I’m not necessarily talking about loving God, although that can sometimes feel like a struggle, especially when our world keeps falling apart. You’re here at church, so most of us probably hope we’re already doing at least a decent job of it: we attend services; we pray; we participate in communion; we believe the Gospel; we sometimes volunteer for ministry opportunities or community events; and we try not to be too big of a jerk to anyone around us. I would guess that a good number of us probably feel like we’ve got something of a handle on this loving God thing. We might not be perfect at it, but we at least seem to be headed in the right direction, overall.
We might even be doing a decent job of loving our neighbor. We try not to hold grudges; we help out when we discover a problem; we’re generous in giving money and time in service; we share what we have or feed the hungry or visit the sick or offer comfort to those in distress. Even where we might find ourselves at odds socially or politically, we at least try to remain open, understanding, and kind. And with all the struggles we face just getting through life, I have to say that those efforts aren’t so bad, either.
Yet love can still feel so difficult as to be impossible at times. Why is that?
Whenever we encounter the Great Commandment, as we did about a month and a half ago,[1] I tend to focus on the fact that we’re hearing the Great Commandment, not the (plural) Great Commandments. Jesus isn’t presenting us with the opening steps of a decision tree, a simple means of deciding who we need to love first if push comes to shove.
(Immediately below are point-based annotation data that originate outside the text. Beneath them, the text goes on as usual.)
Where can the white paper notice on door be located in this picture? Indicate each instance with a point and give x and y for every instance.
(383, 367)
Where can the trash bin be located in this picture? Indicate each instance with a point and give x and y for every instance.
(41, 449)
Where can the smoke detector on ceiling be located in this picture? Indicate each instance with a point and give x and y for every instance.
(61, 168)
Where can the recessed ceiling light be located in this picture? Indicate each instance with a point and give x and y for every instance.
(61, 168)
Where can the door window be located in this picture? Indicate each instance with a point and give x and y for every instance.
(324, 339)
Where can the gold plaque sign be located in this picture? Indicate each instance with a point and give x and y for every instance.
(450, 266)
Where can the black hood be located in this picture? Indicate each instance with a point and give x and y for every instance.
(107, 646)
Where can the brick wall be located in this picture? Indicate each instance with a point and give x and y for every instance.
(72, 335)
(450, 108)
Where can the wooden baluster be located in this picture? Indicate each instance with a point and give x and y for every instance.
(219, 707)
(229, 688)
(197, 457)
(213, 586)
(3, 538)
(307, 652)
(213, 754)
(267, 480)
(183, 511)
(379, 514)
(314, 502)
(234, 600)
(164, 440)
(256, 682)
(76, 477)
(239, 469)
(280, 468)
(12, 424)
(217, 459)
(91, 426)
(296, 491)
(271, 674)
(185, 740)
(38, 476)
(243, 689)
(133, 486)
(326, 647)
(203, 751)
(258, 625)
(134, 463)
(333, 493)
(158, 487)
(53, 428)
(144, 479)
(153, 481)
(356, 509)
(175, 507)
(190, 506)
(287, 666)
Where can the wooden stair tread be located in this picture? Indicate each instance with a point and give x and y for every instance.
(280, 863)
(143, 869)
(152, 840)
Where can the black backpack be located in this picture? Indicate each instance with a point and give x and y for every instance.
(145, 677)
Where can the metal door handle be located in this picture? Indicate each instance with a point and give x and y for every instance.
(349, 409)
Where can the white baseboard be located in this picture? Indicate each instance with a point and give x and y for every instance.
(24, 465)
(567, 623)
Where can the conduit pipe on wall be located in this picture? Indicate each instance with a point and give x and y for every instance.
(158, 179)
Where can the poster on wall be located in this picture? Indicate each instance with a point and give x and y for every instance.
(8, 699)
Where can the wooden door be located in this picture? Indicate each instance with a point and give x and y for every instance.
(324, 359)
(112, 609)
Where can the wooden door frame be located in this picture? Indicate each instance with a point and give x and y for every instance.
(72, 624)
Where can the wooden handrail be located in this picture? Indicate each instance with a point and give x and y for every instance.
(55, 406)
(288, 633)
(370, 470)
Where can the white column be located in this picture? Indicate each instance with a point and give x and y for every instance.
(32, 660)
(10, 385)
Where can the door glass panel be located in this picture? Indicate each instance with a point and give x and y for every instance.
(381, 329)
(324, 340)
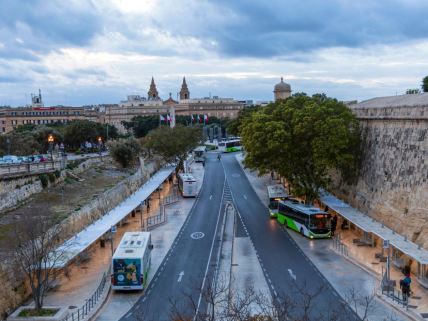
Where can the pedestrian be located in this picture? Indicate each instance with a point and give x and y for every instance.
(405, 287)
(333, 224)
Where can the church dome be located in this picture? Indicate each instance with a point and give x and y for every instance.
(282, 87)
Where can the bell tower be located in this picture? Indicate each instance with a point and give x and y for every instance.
(152, 94)
(184, 92)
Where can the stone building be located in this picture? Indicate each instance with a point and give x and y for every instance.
(11, 118)
(282, 90)
(393, 183)
(136, 105)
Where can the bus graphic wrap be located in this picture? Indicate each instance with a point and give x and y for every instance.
(126, 272)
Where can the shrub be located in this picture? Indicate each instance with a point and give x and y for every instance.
(44, 180)
(51, 177)
(57, 174)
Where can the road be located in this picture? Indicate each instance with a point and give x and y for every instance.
(287, 270)
(189, 264)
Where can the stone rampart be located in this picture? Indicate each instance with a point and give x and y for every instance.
(393, 183)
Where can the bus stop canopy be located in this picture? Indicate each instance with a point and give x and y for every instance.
(370, 225)
(81, 241)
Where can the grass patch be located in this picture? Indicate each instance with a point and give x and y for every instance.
(37, 313)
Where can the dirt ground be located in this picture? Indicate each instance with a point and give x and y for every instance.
(61, 200)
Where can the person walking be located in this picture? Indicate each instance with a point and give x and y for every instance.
(333, 224)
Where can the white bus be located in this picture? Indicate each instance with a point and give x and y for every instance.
(276, 193)
(199, 153)
(131, 261)
(230, 145)
(187, 185)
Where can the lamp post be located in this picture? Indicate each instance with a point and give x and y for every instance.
(100, 142)
(50, 141)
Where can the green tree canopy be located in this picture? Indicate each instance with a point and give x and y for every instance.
(173, 143)
(125, 151)
(303, 139)
(425, 84)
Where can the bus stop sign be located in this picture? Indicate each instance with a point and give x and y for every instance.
(386, 244)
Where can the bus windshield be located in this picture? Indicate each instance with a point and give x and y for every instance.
(319, 222)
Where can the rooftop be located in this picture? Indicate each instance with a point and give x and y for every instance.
(412, 100)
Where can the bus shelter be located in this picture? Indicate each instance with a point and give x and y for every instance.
(83, 240)
(404, 252)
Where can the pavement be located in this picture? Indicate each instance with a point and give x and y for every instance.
(82, 278)
(291, 276)
(188, 268)
(345, 276)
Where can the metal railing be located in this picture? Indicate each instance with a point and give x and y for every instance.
(339, 246)
(90, 303)
(388, 289)
(10, 170)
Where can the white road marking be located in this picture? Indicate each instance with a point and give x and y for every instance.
(293, 276)
(180, 276)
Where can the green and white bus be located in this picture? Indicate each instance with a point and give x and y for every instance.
(276, 193)
(307, 220)
(131, 261)
(199, 153)
(230, 145)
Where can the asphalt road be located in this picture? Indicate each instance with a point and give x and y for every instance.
(289, 273)
(190, 263)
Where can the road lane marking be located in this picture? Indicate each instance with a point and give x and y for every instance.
(180, 276)
(211, 251)
(197, 235)
(293, 276)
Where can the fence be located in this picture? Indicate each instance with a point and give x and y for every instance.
(14, 170)
(388, 289)
(340, 247)
(90, 303)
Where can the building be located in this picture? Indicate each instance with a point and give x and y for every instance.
(135, 105)
(282, 90)
(11, 118)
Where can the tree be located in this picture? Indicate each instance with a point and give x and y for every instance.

What we’re hearing is Jesus restating how we love God in a way that continues to shock us no matter how often we think about it: “he told them, ’You will love through action”—this is that agape term we’ve talked about—“You will love through action your ruler, God, with your whole heart and with your whole self and with your whole intention’—this is the primary and great decree. Then, equal to it, another: ‘You will love through action one near you like yourself.’”[2]
Even laid out so plainly, loving God by seeking good for my neighbor can still feel like a struggle. But I’m beginning to wonder if the key to this strangely difficult text might not be hiding in plain sight.
For at least 1600 years, Western theology has had an obsession with human sinfulness. We approach life in terms of “Original Sin” or Adam and Eve’s fall in the Garden of Eden. Throughout the centuries, church leaders have emphasized not necessarily God’s love for us and their desire to see us flourish as demonstrated through Jesus’ incarnation and resurrection but just how terrible and shameful we as people are in the first place. From St. Augustine’s early volleys in understanding our continuing tendency to sin, we’ve learned to emphasize the negative aspects of human nature—pride, self-obsession, “disordered” desires, and the like. We apply concepts of sacrifice in a negative sense, of rejecting our own needs or concerns in order that we might somehow show honor to God, thus demonstrating our hope for the Divine to respond in kind. Various denominations express this in different ways, from the perception of needing to continue to sacrifice Christ from day to day to dogmas such as the total depravity of humankind; however, the core concept is the same: not love for self, but rejection—or sometimes hatred—of the self.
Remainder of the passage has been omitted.